Jipounet :
Personnellement, en faisant de la mécanique de voitures, poids lourds et tracteurs, je ne m'étais jamais posé la question, les pignons étaient, bons, usés ou cassés, mais toujours taillés et placés comme il fallait.
En 1982 j'ai dû effectuer le montage de cinq grands réducteurs qui recevaient une puissance de 1 200 ch et réduisaient la vitesse de 220 t/mn à 12 t/mn.
Ces machines étaient tellement grosses qu'elles arrivaient de Belgique en pièces détachées, très bien emballées (heureusement car à cause de troubles dans le pays, le montage avait été retardé de 4 ans).
Chaque réducteur était composé de deux étages de pignons et roues à engrenages à chevrons. Après le montage et avant de refermer le couvercle, il a fallu vérifier la portée des dents en passant du bleu de Prusse sur les dents d'un pignon et voir si la couleur s'imprimait sur l'autre.
Mais là, catastrophe, la portée n'était pas bonne, la surface des dents n'avait pas été rectifiée comme prévu, mais présentait des tas de très petites facettes, visibles à la loupe.
Evidemment il y a eu du grabuge, des chefs d'ateliers sont arrivés de chez le fabriquant, ils ont pris des tas de mesures avec des "pieds de denture" (sorte de pied à coulisse qui mesure simultanément l'ouverture des becs et l'enfoncement de la dent entre les becs), puis un samedi après-midi où ils se croyaient seuls, j'ai vu qu'ils essayaient d'effacer les plus gros défauts en rectifiant les dents au grattoir en Vidia
Comme c'était en Afrique, tout cela a dû trouver une solution négociée avec du "Fluidifiant de relations".
A cette époque j'ai pris un sacré cours de "taillage de dentures" et de tout ce qui pouvait provoquer du bruit dans des engrenages (ils avaient amené avec eux des bouquins qui traitaient le sujet, je me suis régalé).
Paradoxalement, ces réducteurs africains ne faisaient pas de bruit lorsqu'ils étaient en charge puisqu'ils recevaient les 1 200 ch d'une turbine à vapeur, via un premier réducteur (heureusement arrivé tout monté grâce à sa taille bien plus modeste) qui réduisait la vitesse de 6 000 tr/mn à 220 tr/mn.
Le second réducteur était attelé à un moulin cannes à sucre (sorte de laminoir), les dents des pignons étaient continuellement en prise et ne se "baladaient" pas en cliquetant et de plus, le raffut est très fort dans ces usines.

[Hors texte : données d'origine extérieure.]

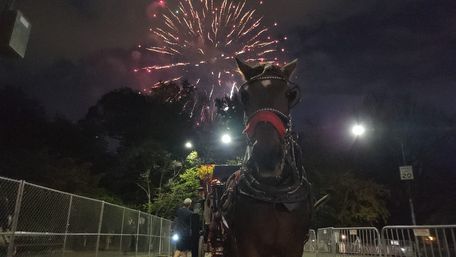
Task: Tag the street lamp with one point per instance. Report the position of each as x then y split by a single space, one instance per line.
189 145
226 139
358 130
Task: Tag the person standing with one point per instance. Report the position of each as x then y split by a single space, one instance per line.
195 236
182 226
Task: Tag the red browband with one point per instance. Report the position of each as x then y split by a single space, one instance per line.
265 116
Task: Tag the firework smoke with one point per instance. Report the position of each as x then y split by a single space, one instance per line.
199 40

Après quelques semaines de fonctionnement, je suis entré dans les réducteurs pour voir l’évolution des portées, mais il n’y avait pas eu de changement, il y avait assez de points en contact simultanément pour ne pas provoquer le « cisaillement du film d’huile », car là c’est la fin des haricots.
Si la pression est telle que l’huile est chassée et que le contact se fait métal sur métal, il y a des points de fusion qui se produisent et, pour peu que le nombre des dents ne soit pas un multiple d’un pignon à l’autre, toutes les dents y passent.
Sur une Bullet fonte j'ai dû "surfacer" les dents de pignons de distribution, les dents étaient trop épaisses et provoquaient un point dur sur une partie de la rotation de pignons.
Sur les 650cc Ural, j'ai rencontré un montage assez curieux, où la bride de fixation de l'alternateur est excentrée et peut être orientée par des "boutonnières" de façon à faire pénétrer plus ou moins les dents du pignon d'alternateur dans les dents du pignon d'entrainement, ce qui se fait moteur en route afin d'obtenir le plus faible bruit possible. La tante de ma femme était déjà décédée, sinon je lui aurais expliqué pourquoi des bouts du Tupolev 144 "Konkordorski" étaient tombés dans son jardin lors du salon du Bourget de 1973, trente-quatre ans plus tôt.
PS :Non faut pas déconner, le Tupolev devait être mieux fabriqué que les Ural (enfin je crois).
En tout cas les Ural ne se sont pas crashées.